The lawyers refused to step down from the case and the lower courts refused the substitution. The Supreme Court was then forced to intervene, claiming that the lawyers had a conflict of interest and could not be expected to argue a case that could hurt their careers. Christeson’s new lawyer, Jennifer Merrigan, said, “There were serious constitutional errors in his trial and those have never been listened to.” Christeson’s lengthy and messy case exemplifies why the death penalty should be reviewed more carefully in the United States.

The death penalty, despite its long legacy, is a troubling and divisive topic for many citizens. Though the United States remains an adherent to the death penalty, according to a October 2014 Gallup poll, nationwide support for the death penalty is at a 40-year low. This is due to findings revealing the absence of absolute certainty in the trial process.

It is also clear that the United States has struggled to find the appropriate method to both ensure fair trials in death penalty cases and perform executions in ways deemed “humane.” Since 1976, 1,399 people have been executed in the United States, but there is no way of knowing how many of those executed were innocent because the courts do not usually entertain innocence claims after death. There are a few cases, however, with strong evidence pointing to innocence that have sparked controversy.
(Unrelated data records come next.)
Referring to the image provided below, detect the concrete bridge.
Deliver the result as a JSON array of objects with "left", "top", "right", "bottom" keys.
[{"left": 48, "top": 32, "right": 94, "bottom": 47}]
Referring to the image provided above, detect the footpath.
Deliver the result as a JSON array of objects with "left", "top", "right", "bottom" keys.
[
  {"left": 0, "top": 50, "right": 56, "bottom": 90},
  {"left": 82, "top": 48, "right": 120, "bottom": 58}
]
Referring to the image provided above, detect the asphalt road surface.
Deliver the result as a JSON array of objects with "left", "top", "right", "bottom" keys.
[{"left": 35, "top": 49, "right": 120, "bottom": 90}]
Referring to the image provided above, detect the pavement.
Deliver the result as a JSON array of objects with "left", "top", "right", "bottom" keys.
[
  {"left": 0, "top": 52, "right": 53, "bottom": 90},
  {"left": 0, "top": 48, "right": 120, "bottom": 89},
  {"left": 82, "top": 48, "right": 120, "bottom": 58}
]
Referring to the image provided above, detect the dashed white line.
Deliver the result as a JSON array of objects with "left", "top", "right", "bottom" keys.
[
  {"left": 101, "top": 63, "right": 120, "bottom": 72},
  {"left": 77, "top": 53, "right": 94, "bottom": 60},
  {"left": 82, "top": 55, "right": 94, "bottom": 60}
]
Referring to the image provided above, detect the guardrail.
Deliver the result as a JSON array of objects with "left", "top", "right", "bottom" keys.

A key problem in prosecuting fair death penalty trials is eyewitness misidentification, which factored in 72 percent of wrongful convictions overturned by DNA evidence. In this way, improper or missing forensics is also a essential piece of evidence that can be used to convict innocent defendants. According to the Innocence Project, a nonprofit organization that uses DNA evidence to overturn wrongful convictions, “In about 30 percent of DNA exoneration cases, innocent defendants made incriminating statements, delivered outright confessions or pled guilty.” These confessions are often the result of official misconduct by officials.

Pre-trial error exists even without mentioning possible trial error and executional problems. In Christeson’s case, the mistakes made by court-appointed lawyers in the appeals process may cost Christeson his life. Often times, court-appointed lawyers don not have much of a stake in the outcomes of their clients’ cases because of a lack of monetary incentive and a high volume of cases. The legal system is simply flooded with logistical and human errors. There is no doubt that death penalty cases have high stakes. If the death penalty is justified for serious, brutal crimes like murder, then the United States must ensure that it approaches the legal system fairly. The death penalty is undoubtedly cruel if it is not issued with extreme caution. Innocent, institutionalized execution cannot be tolerated in a so-called “humane” society. It is time for death penalty cases to be pursued with the presumption of innocence instead of the quest for conviction.

Interference by the Supreme Court in Christeson’s death penalty case is a step that affirms the importance of death penalty cases. Getting it wrong is no longer acceptable for our criminal justice system. All cases that involve the lives of American citizens should involve all the resources that this country has to offer.

It is imperative, for the sake of this nation’s integrity, that the American criminal justice system take further unprecedented action to prevent wrongful appropriation and execution of the death penalty.

1 reply
  1. dudleysharp
    dudleysharp says:

    Many, as Morgan, avoid the major innocents problem with the criminal justice system.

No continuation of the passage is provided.